Wednesday, September 22, 2010

The Bead Chic Challenge...

A few months ago, Margot Potter contacted me about participating in a unique challenge for her latest book project, Bead Chic. Margot is the author of five how-to craft books and has contributed to several others. CLICK HERE for a list. The premise of her new book is to explore the foundations of jewelry design and empower the reader with the confidence and tools to make the designs they see in books and magazines truly their own. It's all about claiming individual style! Each of the 36 designs featured in the book is accompanied by a variation, as an example of how differently pieces can be interpreted. My challenge was to take two of her lovely designs and put my own spin on them.

The first challenge was to redux Margot's necklace, Nights in Tunisia. Her version is brightly colored, featuring a peacock feather pendant, tumbled stone beads and blue-coated chain.
My assignment was to tackle the design element of pattern. The result is my necklace, Nights in Carthage. I kept several of the structural and thematic elements, but opted for a more earthy flare. I used a laser-engraved shell pendant from Lillypilly Designs, natural brass chain and jump rings from Vintaj, smoky topaz ABx2 Czech seed beads from Byzantium in Columbus, OH (which has recently closed), rough cat's eye from Bead Trust, and Swarovski crystals from Fusion Beads.

My next task was to address the issue of color in Margot's Psychedelia Bracelet. Her bracelet boldly features the three primary colors with black and silver accents. Most of the color in her bracelet can be found in the flat rainbow calsilica ovals.

My version is called, Woodstock Summer. I multiplied the three dangles in Margot's bracelet and made them take center stage. I used a mix of materials in varying shades of red, yellow and blue – semi-precious stones, faceted pearls, Swarovski crystals, Czech glass, amber nuggets and coral beads. I love the jingling movement of Woodstock Summer and how the different materials, some transparent and some more opaque, create an ever-changing pattern of cast-shadows and reflections. I think this is a good example of taking a kernel of an idea and really growing something different.

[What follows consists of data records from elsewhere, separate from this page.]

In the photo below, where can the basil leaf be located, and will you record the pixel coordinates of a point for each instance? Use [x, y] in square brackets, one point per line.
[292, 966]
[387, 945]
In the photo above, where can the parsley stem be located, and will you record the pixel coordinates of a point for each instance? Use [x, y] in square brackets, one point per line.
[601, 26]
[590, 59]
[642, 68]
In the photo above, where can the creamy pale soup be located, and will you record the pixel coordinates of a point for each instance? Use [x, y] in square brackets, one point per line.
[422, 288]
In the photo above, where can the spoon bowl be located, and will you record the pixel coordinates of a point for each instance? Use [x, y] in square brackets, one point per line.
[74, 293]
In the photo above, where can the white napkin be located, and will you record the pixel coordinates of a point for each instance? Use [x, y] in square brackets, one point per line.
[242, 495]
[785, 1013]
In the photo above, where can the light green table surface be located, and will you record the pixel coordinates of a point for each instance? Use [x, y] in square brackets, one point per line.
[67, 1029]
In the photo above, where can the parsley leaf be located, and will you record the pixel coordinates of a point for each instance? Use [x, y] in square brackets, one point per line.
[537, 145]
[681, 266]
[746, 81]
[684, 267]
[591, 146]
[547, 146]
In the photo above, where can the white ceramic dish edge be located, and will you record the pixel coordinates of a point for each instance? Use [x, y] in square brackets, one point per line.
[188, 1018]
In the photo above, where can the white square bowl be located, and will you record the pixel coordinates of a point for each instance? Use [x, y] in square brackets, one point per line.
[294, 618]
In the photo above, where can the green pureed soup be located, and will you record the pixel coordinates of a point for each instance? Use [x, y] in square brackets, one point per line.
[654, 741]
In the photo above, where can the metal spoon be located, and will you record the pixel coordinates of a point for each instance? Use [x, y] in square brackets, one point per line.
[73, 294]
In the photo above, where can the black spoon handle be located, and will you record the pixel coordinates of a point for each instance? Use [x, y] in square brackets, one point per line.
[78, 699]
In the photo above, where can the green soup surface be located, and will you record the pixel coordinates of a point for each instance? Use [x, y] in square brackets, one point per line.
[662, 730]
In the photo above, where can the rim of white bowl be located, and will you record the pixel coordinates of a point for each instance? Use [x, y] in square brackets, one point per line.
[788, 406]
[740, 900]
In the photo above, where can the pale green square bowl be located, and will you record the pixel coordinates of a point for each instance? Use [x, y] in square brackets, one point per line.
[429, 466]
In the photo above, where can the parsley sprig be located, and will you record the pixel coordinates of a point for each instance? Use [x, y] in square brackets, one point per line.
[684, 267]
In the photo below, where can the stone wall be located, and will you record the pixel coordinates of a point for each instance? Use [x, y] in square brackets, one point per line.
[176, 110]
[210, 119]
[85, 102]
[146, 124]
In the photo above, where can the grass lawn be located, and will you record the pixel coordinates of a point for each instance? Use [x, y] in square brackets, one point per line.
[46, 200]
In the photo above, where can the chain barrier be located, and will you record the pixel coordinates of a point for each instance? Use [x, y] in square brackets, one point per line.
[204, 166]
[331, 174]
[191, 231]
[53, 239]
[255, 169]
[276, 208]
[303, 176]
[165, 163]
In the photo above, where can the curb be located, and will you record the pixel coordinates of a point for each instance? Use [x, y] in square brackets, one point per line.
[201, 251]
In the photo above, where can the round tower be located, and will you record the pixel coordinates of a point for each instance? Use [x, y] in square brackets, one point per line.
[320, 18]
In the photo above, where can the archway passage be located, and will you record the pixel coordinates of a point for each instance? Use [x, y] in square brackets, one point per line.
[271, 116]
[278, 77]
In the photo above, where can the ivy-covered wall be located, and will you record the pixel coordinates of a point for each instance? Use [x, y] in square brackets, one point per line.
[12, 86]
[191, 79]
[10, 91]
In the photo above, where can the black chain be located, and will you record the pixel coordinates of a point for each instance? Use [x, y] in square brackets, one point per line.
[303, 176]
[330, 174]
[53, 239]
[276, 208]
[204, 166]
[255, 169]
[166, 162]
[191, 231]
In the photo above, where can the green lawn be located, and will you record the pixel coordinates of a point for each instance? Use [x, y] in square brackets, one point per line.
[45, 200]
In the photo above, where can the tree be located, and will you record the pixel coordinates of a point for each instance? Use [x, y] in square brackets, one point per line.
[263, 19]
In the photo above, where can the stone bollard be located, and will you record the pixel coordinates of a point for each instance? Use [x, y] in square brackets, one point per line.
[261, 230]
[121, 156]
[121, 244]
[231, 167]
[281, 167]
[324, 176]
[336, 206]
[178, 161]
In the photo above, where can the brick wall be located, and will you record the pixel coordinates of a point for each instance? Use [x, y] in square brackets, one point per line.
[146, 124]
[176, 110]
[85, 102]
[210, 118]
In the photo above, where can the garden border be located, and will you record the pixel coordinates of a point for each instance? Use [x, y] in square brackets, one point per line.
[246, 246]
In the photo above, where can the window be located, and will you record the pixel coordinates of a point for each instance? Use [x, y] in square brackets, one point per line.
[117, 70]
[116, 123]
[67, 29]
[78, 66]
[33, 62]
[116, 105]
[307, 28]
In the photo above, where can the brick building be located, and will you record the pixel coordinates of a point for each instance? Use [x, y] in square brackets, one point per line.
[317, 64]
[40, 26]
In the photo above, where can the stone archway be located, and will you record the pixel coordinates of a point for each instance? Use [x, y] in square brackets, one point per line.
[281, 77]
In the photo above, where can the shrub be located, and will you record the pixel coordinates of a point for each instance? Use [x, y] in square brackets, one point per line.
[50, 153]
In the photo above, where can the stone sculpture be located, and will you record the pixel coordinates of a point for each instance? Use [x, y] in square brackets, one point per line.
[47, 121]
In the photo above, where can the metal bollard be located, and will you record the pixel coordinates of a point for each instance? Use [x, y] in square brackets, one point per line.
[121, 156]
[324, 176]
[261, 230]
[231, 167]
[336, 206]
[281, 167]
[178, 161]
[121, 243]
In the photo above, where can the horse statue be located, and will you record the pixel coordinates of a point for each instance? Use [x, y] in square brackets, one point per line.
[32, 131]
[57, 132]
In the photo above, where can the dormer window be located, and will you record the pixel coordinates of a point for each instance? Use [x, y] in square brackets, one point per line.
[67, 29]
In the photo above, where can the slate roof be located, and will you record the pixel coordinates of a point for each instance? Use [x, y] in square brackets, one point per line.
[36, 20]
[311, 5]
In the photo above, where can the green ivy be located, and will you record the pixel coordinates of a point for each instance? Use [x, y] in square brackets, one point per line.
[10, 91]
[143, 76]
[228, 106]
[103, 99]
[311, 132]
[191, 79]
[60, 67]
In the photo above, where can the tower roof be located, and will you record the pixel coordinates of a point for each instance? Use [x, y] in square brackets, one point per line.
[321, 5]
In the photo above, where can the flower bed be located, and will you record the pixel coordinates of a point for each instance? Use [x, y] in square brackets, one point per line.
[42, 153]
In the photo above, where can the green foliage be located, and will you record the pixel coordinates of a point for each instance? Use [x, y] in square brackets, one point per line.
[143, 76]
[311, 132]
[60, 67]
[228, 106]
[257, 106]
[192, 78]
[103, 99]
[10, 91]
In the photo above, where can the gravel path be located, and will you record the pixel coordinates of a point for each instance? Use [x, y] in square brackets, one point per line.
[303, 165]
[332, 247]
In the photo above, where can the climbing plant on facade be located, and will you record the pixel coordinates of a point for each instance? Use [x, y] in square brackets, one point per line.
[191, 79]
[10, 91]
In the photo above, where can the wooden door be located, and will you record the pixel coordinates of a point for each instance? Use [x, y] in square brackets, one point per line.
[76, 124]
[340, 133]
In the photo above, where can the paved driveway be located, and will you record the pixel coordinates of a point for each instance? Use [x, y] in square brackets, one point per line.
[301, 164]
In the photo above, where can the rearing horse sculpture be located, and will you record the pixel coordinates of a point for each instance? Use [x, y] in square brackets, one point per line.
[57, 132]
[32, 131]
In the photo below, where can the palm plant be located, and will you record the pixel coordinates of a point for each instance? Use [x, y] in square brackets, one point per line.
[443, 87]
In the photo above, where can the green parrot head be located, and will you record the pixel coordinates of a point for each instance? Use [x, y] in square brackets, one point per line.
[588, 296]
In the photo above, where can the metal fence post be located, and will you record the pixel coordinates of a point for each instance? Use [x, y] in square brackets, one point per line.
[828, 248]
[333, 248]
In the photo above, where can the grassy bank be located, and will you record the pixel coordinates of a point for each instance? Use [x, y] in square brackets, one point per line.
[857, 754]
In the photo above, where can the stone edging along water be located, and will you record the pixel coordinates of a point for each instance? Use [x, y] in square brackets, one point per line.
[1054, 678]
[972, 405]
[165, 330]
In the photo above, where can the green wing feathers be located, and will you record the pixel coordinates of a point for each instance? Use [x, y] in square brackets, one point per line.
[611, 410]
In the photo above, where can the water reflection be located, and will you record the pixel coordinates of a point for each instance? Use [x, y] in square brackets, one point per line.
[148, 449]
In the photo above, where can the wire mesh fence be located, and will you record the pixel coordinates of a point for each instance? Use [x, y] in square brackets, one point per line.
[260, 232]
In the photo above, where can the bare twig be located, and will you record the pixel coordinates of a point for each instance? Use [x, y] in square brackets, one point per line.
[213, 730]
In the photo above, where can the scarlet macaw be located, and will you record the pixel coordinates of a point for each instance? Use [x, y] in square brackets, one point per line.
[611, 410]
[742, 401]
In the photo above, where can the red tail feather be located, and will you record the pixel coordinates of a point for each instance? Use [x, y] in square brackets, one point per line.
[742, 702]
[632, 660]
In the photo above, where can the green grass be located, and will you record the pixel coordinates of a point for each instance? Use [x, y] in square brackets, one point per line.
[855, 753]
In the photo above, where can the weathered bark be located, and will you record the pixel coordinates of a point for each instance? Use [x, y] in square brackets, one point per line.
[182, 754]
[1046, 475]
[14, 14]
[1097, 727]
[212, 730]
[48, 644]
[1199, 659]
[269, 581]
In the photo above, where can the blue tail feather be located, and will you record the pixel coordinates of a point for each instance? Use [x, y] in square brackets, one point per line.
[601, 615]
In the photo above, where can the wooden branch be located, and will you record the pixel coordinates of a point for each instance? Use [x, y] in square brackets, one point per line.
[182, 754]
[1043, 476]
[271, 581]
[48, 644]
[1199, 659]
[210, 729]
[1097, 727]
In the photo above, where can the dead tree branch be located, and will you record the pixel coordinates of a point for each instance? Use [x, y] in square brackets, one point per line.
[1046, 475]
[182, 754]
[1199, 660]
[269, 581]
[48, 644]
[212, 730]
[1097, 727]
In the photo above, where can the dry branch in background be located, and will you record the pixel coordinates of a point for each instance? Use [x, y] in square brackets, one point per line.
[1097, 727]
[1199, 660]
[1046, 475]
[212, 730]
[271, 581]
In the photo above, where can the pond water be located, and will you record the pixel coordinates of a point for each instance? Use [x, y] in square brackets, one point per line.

I think that this book is most excellent for jewelry designers of every level. It covers basic techniques, provides helpful tips and includes step-by-step photography, perfect for beginners. For the more seasoned designer, the book is full of inspiration and acts as a creative springboard. Margot also shares an extensive resource list, featuring unique and interesting components. A good resource list is worth its weight in gold! I definitely recommend checking out Margot Potter's new book, Bead Chic.

6 comments:

TesoriTrovati said...

It looks like a great book and I am awaiting getting a copy. It is on my wish list right now.

I like your versions and can't wait to see the rest.

I love the idea of being influenced artisitically by designs that you like, but it is essential to put your own spin, your own flair into it. You have done just that.

Thanks for sharing the inspiration. Enjoy the day!
Erin

TesoriTrovati said...

It looks like a great book and I am awaiting getting a copy. It is on my wish list right now.

I like your versions and can't wait to see the rest.

I love the idea of being influenced artisitically by designs that you like, but it is essential to put your own spin, your own flair into it. You have done just that.

Thanks for sharing the inspiration. Enjoy the day!
Erin

Doreen said...

I like your spin on both of these. Now I have to get the book so I can see what Margot made!

For My Sweet Daughter said...

I bought this book a week or two ago and have been flipping through it almost every night. It's very well done and I love your versions of her pieces.
Shannon

Margot Potter said...

Your designs (as usual) were exquisite. Thank you so much for being a part of my book and for the kind words.

xoxo
Madge

Andrew Thornton said...

Thank you for generously allowing me to participate in your gorgeous book! It was an honor and a pleasure.